Forth Valley Open Studios – brochure with the printers and pdf now online- www.forthvalleyopenstudios.com
This year we are going to concentrate more on social media for coverage. Local newspapers are very much hit and miss affairs. Last year we found that those studios that tweeted and facebooked their event got the biggest number of visitors.
The Changing Room gallery in Stirling organised the first of a series of three perfromance video workshops. I guess if the eight of us who turned up knew in advance what we would be asked to do then some of us might have backed up. But it was challenging. They warned us they wanted to make us feel a bit uncomfortable and they sure did.
We had an exercise akin toi speed dating- two minutes around the group gleaning as much information as we could then we each hd to sit in front of a video camera and perform the character we had created.
We get to see the result next Tuesday.
Just heard today that Glasgow Art Fair has been cancelled. It is being replaced by something called Vault in the autumn which it is claimed will reflect more accurately contemporary art being produced in the city compared to the traditional work offered by galleries showing in the annual Art Fair held in Glasgow Square.

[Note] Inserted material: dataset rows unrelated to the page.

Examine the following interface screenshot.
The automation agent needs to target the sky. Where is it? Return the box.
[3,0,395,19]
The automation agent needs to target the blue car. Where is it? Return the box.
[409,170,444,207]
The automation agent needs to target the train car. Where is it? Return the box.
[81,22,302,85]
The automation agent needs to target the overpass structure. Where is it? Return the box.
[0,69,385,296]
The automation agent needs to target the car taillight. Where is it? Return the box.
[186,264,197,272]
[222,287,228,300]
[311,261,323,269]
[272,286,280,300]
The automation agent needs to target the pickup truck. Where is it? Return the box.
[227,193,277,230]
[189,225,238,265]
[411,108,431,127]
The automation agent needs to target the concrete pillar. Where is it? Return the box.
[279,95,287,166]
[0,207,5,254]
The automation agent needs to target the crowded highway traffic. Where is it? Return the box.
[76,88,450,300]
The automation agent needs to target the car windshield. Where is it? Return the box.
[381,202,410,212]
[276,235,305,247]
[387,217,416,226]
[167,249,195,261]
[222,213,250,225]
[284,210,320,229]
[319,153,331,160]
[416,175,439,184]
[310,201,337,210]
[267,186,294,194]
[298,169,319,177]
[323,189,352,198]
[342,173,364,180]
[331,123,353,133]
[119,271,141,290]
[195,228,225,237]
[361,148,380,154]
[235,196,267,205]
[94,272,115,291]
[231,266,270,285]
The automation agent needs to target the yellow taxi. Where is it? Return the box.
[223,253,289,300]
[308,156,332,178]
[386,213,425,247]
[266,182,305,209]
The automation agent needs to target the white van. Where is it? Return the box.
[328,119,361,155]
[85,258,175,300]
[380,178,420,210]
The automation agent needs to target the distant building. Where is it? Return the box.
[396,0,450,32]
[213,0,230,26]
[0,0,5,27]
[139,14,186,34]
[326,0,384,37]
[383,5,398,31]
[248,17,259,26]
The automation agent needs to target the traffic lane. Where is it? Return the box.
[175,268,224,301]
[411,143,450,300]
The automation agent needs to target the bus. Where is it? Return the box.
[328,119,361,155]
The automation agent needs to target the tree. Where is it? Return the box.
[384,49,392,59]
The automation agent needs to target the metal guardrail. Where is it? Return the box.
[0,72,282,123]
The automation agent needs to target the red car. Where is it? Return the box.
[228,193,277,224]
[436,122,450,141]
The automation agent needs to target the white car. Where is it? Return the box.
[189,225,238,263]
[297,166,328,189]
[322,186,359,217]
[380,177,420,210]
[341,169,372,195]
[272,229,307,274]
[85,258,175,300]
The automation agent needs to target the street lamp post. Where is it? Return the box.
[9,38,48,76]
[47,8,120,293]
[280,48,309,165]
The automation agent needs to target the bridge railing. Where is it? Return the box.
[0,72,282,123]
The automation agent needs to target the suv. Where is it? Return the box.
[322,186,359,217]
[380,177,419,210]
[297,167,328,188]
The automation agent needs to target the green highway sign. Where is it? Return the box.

While this will be a blow to painters it does have the potential to showcase more exciting work being produced in the city.
Meanwhile our brochure for this years Forth Valley Open Studios has finally been signed off by the web designer and its gone to press.
Despite all our plans to be well ahead we have found ourselves slipping back and we now only have six weeks to the event which starts on June 11.
We have over 100 artists and 71 venues participating so we are confident that once again it will be a success.
This is an artist led initiative with no public funding. We rely totally on income from artists who pay £75 to go in the brochure.
This is backed up with a limited amount of revenue from advertising . None of us on the committee like the idea of selling adverts so it is a miracle we have any at all.
I am interested in how we communicate in the digital age when everything is free and instant.
So, during a recent visit to the Caribbean I kept a travel blog and discovered a whole new sub-culture- on the internet: an amazing collection of multi-media travel blogs on
http://www.travelblog.org/
Check out my travel blog on:
http://www.travelblog.org/Bloggers/Titchtwitter/
What struck me about these blogs was not only their authenticity but the freshness the writers, mostly young people on gap years, brought to the subject.
In my former life as a journalist, before I went to Glasgow School of Art, I had occasionally been offered what was known in the trade as “freebies” invitations to travel abroad. These were all carefully orchestrated so that you only saw the best of the country. Our travel reports were inevitably sanitised. There was an unspoken understanding between newspapers and travel companies that if you wrote anything that was highly critical you wouldn’t be asked again.
Of course the visits were so carefully managed by PR people you rarely got to see anything they didn’t want you to anyway. ( We are talking about travel writing not political journalism).